On Friday morning, the retailer said it had terminated its all-cash proposal to purchase the competing men’s specialty store chain for $48 a share after its self-imposed Nov. 14 deadline came and went without any communication between the two firms.
Robert Wildrick, Bank’s chairman, released a letter that was sent to Douglas Ewert, Men’s Wearhouse’s chief executive officer, that read, “The MW board has denied our request for limited due diligence and has failed to engage in any discussions whatsoever regarding our proposal. We are therefore terminating our proposal in order to consider other strategic alternatives which we have been investigating."
Hedge fund Eminence Capital, which owns a 9.8 percent stake in MW, or nearly 4.7 million shares, followed with a filing with the Securities and Exchange Commission seeking from MW shareholders a “white agent” designation. The designation is for the purpose of calling a special meeting to amend certain provisions of the retailer’s bylaws. What it wants specifically is to revert the bylaws to what they were before the most recent changes put through in the last month or so. A reversion would allow the removal of board members, without cause, before the next annual meeting, and allow for a voting change in favor of a majority of shares instead of the more restrictive requirement of two-thirds.
The solicitation is just for the “white agent” designation. The law in Texas, where MW is headquartered, stipulates that holders of 10 percent of the shares entitled to vote are required in order to call a special meeting of shareholders. Eminence is requesting that a special meeting be held on Feb. 14 in New York to amend the bylaws, according to the regulatory filing.

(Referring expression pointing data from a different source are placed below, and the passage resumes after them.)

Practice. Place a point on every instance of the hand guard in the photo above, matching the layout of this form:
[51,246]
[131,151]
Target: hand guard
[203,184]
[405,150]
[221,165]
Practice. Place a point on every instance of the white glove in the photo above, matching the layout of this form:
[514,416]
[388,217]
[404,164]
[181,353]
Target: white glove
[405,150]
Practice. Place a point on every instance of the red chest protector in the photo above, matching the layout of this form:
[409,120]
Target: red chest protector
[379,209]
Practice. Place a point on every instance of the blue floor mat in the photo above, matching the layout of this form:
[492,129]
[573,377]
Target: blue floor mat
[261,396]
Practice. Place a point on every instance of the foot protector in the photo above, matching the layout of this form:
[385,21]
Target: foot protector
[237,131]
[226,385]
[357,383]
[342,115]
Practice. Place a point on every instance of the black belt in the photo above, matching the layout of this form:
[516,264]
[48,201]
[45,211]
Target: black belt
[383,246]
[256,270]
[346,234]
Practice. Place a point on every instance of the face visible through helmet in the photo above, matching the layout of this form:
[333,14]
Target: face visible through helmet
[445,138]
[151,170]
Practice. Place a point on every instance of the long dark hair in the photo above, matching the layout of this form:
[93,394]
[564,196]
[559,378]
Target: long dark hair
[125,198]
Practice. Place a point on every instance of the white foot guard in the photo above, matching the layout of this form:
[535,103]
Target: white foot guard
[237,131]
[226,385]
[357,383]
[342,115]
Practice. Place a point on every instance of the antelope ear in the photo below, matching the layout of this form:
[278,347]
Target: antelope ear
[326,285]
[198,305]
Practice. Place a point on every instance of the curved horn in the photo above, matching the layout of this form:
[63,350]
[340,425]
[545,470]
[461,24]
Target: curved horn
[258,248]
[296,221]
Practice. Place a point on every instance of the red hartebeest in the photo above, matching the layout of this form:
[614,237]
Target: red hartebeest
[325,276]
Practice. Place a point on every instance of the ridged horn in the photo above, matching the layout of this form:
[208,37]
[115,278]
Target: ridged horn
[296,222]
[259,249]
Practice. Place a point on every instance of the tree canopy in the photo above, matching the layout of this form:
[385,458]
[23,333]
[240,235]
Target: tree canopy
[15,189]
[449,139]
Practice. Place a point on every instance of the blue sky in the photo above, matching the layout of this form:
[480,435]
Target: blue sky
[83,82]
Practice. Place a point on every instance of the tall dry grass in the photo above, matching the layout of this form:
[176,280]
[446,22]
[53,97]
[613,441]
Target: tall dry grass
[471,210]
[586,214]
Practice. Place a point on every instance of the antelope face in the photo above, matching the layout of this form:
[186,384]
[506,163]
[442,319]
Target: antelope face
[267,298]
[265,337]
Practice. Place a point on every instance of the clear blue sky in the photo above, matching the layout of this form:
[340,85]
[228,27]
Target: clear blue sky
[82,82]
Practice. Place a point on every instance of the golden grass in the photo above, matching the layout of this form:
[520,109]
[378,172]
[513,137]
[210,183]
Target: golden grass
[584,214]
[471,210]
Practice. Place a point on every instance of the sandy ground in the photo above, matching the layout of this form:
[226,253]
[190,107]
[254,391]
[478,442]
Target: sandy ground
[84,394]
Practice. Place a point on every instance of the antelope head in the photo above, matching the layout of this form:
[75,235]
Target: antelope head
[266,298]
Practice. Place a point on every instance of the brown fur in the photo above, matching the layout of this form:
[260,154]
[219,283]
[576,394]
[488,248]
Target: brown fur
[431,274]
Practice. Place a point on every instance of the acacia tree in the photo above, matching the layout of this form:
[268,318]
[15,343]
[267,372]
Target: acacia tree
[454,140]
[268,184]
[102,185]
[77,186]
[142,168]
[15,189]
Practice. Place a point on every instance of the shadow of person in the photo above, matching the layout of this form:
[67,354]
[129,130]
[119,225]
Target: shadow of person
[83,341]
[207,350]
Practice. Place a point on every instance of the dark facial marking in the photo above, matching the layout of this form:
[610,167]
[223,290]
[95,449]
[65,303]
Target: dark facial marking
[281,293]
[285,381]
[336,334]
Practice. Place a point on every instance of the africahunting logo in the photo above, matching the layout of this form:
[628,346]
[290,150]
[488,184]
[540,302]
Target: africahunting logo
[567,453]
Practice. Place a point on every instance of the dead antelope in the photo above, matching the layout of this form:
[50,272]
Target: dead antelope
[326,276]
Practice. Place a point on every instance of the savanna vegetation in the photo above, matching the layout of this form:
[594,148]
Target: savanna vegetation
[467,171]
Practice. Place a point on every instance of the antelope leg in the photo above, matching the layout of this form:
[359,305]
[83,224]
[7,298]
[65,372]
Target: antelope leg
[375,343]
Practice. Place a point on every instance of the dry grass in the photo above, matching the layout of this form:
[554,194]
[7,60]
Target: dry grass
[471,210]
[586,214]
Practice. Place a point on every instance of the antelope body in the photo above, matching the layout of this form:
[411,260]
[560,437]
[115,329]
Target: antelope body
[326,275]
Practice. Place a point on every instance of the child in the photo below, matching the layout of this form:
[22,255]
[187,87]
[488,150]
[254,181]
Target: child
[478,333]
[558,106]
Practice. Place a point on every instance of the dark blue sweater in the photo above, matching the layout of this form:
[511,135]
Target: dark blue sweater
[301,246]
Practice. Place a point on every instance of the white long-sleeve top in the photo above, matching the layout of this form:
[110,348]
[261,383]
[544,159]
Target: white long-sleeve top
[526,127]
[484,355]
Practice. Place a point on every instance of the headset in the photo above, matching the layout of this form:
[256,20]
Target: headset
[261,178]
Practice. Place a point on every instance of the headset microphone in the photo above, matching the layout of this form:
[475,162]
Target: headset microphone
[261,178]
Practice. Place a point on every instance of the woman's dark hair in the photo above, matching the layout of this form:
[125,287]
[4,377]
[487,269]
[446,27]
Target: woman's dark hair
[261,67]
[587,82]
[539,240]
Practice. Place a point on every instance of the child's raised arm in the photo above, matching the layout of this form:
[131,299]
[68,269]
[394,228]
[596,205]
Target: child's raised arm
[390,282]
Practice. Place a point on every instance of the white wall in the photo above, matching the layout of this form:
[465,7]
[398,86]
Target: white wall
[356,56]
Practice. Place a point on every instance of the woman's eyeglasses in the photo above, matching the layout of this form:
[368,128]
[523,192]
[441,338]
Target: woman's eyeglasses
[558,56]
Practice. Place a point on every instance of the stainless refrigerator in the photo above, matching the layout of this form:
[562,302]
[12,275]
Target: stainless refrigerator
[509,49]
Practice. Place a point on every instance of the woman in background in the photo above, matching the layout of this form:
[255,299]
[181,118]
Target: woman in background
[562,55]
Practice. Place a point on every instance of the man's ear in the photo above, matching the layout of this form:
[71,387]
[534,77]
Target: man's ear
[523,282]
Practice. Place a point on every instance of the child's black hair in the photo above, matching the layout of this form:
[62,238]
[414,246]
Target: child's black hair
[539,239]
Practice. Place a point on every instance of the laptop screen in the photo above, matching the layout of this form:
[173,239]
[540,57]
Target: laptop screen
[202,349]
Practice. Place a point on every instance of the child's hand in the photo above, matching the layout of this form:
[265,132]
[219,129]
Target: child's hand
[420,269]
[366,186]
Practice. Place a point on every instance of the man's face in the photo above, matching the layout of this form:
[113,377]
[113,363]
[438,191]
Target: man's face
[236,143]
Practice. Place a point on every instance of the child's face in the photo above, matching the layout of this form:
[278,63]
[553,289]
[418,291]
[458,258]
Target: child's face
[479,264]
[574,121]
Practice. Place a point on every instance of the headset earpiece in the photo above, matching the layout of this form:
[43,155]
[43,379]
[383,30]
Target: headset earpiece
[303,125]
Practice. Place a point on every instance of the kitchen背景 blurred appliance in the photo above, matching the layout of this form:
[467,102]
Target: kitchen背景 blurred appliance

Neither Eminence nor any other shareholder currently is calling for a change in the MW board membership. Even if there is a successful special meeting that results in a reversion of the bylaws, a separate special meeting would have to be called to change MW’s board.
Ricky C. Sandler, ceo of Eminence, said, “In light of the board’s actions, we are forced to launch this initiative that will give shareholders the opportunity to effect important corporate governance changes at Men’s Wearhouse. In our view, the governance changes implemented last month by the board in response to the premium proposal made by Jos. A. Bank, including the imposition of a super-majority vote for shareholder amendments to the bylaws and implementation of a poison pill with a 10 percent threshold, are not in the best interests of shareholders.…We continue to encourage the board to take immediate steps to complete its review of strategic options.…If the board fails to do so, our special meeting initiative will give shareholders the tools to hold the board accountable for its failed leadership.”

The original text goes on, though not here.